Focus on your Strengths to increase your Well – Being

 Think about the times that you have felt your best at work or at play. It usually revolves around using your strengths. Yet, we tend to spend so much of our time focusing on improving our weaknesses.

One of the key ways we enjoy life, have fun, feel good is to use our strengths. This is especially true in our work life. In 1958 George Gallup found that Career Well-Being and focusing on our strengths is the one distinction that allows us to live a long healthy life. The Gallup Company continues to do research on the value and benefit of using strengths in all walks of life.

Marcus Buckingham, with his newest book, Find your Strongest Life, reports,

  “In the past four decades, women have secured better job prospects,
greater acknowledgement for achievement, wider influence, more free time,
and higher salaries. And yet, recent studies reveal that women have gradually
become less happy than they were 40 years ago, and less happy than men—and
unlike men, they grow sadder as they get older.”  

Marcus Buckingham, similar to his other books, suggests that if woman focus on their
strengths they are happier.

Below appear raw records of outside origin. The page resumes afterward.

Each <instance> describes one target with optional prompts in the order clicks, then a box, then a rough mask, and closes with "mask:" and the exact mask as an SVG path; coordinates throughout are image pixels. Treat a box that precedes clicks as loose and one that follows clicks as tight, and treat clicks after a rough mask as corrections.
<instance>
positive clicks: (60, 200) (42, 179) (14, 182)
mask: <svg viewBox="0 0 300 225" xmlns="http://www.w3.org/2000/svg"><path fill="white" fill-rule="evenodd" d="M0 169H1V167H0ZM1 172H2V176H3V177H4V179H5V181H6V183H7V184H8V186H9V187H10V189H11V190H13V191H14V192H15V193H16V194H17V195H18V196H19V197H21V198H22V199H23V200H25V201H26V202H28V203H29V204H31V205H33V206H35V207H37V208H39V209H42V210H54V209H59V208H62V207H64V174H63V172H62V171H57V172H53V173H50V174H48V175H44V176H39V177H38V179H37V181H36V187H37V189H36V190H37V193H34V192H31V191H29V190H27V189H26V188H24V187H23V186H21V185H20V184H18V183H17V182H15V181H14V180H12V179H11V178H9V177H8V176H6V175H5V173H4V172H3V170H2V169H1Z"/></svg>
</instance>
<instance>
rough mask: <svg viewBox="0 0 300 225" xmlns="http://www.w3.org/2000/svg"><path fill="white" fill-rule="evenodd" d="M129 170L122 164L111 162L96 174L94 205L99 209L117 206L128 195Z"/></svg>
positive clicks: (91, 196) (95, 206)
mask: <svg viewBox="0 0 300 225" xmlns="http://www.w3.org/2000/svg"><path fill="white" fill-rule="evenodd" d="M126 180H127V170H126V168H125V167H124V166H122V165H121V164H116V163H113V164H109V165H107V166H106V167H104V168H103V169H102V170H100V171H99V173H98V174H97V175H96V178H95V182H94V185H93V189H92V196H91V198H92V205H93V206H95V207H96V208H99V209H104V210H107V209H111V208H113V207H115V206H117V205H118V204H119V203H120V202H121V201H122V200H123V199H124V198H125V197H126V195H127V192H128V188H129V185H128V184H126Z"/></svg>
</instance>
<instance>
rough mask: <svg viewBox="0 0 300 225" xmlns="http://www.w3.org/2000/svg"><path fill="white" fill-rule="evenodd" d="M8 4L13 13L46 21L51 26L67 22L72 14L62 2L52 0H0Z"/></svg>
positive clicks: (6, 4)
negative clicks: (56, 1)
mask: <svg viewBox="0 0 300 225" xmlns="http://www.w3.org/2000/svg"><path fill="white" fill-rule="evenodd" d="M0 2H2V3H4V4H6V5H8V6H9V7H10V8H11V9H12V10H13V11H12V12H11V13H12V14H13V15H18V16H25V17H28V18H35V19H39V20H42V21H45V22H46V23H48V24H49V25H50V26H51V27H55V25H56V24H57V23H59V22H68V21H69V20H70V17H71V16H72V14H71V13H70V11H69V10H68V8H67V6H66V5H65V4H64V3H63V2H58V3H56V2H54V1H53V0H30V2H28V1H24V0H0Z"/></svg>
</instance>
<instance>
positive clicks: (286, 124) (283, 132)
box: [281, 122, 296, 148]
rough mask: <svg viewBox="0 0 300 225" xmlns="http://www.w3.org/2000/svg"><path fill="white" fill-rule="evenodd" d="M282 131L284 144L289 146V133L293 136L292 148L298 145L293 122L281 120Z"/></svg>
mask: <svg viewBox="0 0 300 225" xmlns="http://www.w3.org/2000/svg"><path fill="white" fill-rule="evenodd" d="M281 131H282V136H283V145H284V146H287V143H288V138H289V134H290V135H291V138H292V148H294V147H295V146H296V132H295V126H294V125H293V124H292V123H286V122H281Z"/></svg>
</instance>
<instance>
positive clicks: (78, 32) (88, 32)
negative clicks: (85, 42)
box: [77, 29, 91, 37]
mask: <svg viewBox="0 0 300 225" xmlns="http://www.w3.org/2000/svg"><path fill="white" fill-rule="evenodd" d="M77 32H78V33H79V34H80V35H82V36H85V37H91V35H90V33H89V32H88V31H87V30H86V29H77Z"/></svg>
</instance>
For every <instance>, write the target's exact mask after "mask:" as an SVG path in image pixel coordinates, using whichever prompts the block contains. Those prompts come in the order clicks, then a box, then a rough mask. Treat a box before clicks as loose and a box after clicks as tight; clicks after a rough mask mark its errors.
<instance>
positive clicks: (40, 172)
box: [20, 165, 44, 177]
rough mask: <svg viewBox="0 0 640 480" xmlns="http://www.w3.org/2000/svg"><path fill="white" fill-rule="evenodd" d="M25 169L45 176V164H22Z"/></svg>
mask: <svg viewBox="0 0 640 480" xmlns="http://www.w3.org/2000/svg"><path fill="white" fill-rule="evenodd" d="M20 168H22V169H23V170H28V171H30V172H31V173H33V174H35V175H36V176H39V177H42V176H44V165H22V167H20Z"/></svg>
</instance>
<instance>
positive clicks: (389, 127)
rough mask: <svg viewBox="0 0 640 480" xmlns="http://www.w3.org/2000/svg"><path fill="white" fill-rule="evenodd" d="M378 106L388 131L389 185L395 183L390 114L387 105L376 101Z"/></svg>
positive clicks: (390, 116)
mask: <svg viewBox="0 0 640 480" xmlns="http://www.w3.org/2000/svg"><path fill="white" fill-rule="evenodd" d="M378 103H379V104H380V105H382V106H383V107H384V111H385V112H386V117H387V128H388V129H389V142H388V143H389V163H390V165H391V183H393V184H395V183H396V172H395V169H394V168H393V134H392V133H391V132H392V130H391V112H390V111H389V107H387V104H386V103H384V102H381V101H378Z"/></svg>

They don't just try to balance life, but devote their energy
towards using their strengths.  An interesting idea to consider, but the notion of the paradox of high expectations and abundance still aren't answered.

This goes for children as well. In the similar book focusing on children, the benefit of focusing on kids strengths far outweighs focusing on their weaknesses in terms of self-esteem, confidence, and willingness to work hard to accomplish a goal.

Take this simple idea and bring more joy into your life by focusing on your strengths both at work and at home. Involve your family and co-workers and ask them what your strengths are and reciprocate by sharing your impressions on their strengths. With your strengths in mind find ways each day to apply them and notice how you feel and the effect it has in both producing results and contributing to having a great day!